Harvard University announced today that it will host a live outdoor simulcast of the American Repertory Theater’s (A.R.T.) production of “Woody Sez: The Life and Music of Woody Guthrie” on May 17.
The show, which is believed to be the first live outdoor simulcast of a theater production outside of New York, will be presented in collaboration with the University’s Common Spaces Initiative and the A.R.T. The screening will take place in the plaza next to the Science Center. It will be preceded by a live performance at 6:30 p.m. by Sarah Lee Guthrie, Woody Guthrie’s granddaughter, programmed by the famous Club Passim.
The simulcast from the Loeb Drama Center will begin at 7:30 p.m. After the show, performers will join the simulcast audience in the plaza for a celebration of the centennial of Woody Guthrie’s birth, including a cake and a hootenanny. Audience members are encouraged to bring their own instruments and join the party. A large tent will be erected at the plaza in case of rain. A concessions stand and a cash bar will also be open during the performance.
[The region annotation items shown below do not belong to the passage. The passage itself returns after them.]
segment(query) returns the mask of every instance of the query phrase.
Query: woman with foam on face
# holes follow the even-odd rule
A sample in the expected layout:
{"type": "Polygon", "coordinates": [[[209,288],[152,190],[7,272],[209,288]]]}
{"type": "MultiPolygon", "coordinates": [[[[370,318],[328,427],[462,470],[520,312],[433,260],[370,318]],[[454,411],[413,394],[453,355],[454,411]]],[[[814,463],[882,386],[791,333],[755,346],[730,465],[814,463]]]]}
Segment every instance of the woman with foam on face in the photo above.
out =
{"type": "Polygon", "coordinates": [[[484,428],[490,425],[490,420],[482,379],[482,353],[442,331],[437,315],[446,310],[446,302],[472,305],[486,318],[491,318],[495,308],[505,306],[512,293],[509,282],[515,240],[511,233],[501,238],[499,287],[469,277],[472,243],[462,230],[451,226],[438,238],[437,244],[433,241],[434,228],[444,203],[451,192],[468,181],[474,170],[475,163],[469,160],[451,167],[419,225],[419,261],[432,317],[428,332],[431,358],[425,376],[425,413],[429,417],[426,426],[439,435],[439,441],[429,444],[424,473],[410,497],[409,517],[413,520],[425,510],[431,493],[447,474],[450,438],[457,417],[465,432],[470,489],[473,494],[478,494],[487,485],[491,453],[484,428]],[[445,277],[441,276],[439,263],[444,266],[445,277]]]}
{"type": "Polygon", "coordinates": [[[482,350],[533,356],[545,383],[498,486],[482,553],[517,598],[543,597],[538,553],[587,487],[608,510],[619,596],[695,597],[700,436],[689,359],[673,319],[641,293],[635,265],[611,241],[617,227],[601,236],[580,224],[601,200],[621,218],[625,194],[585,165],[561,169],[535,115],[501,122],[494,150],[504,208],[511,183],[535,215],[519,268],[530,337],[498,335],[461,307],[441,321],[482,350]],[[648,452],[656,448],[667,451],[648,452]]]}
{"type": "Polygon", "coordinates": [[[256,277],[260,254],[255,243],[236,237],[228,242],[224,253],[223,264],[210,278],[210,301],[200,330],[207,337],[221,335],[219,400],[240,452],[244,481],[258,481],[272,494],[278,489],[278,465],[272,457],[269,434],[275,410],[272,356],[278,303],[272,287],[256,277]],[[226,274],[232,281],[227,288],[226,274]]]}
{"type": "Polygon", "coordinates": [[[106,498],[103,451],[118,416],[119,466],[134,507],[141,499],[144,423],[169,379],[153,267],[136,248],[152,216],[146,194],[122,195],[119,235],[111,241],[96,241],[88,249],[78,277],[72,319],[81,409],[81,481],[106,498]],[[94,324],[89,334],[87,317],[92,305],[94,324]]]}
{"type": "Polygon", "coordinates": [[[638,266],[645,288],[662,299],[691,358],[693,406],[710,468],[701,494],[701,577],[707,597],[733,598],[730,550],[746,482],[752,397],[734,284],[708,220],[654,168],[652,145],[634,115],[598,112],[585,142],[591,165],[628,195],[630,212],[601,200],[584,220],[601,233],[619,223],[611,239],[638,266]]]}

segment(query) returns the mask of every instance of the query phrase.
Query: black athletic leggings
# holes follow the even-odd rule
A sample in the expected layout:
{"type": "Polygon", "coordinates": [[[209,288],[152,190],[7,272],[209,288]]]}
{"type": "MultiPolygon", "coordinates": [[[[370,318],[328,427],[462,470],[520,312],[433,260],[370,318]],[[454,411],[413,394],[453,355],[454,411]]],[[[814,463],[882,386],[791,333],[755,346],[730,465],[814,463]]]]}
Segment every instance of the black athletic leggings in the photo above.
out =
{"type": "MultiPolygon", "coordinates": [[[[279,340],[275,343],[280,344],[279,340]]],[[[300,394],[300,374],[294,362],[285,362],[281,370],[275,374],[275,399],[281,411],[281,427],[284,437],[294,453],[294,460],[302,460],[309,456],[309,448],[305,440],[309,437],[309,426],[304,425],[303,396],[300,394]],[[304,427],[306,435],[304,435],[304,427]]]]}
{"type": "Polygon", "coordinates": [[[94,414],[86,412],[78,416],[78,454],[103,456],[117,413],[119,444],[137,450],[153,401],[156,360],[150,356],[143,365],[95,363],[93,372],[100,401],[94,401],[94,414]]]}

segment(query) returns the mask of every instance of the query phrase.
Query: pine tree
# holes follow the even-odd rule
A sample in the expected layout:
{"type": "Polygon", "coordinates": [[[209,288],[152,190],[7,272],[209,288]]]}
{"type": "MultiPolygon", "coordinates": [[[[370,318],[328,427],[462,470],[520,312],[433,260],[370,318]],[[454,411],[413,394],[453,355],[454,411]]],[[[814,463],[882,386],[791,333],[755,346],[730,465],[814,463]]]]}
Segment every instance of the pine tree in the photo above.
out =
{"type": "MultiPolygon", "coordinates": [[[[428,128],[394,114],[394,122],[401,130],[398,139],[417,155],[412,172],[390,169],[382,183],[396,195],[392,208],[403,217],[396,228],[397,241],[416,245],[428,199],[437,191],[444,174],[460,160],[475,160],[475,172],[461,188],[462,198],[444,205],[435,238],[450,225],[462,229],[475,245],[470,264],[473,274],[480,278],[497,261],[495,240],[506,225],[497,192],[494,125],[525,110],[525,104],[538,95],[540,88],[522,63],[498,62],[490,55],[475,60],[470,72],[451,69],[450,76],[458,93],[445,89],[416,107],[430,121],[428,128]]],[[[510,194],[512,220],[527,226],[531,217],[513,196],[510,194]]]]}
The simulcast is one of several arts events taking place throughout the year as part of Harvard’s 375th anniversary celebration. The Common Spaces Initiative seeks to foster a greater sense of community across Harvard by providing students, faculty, and staff with opportunities to share spaces and experiences.
The event is free and open to the public, but tickets will be required. They can be obtained from the Harvard Box Office beginning May 3. There will be a limit of four tickets per person, pending availability. Tickets obtained by phone and online will incur a processing fee. For more information, visit the Harvard box office website.
One of the most influential songwriters and balladeers of the 20th century, Guthrie transformed folk music into a vehicle for social protest and captured the adversity and hardship of a generation during the Great Depression. His music and activism paved the way for many great American music makers including Bob Dylan, Bruce Springsteen, and Johnny Cash.
“Woody Sez” is a moving theatrical portrait that uses his words and songs, performed by a company of four singers and instrumentalists who play more than 20 instruments, to transport the audience through Guthrie’s intriguing and sometimes tragic life.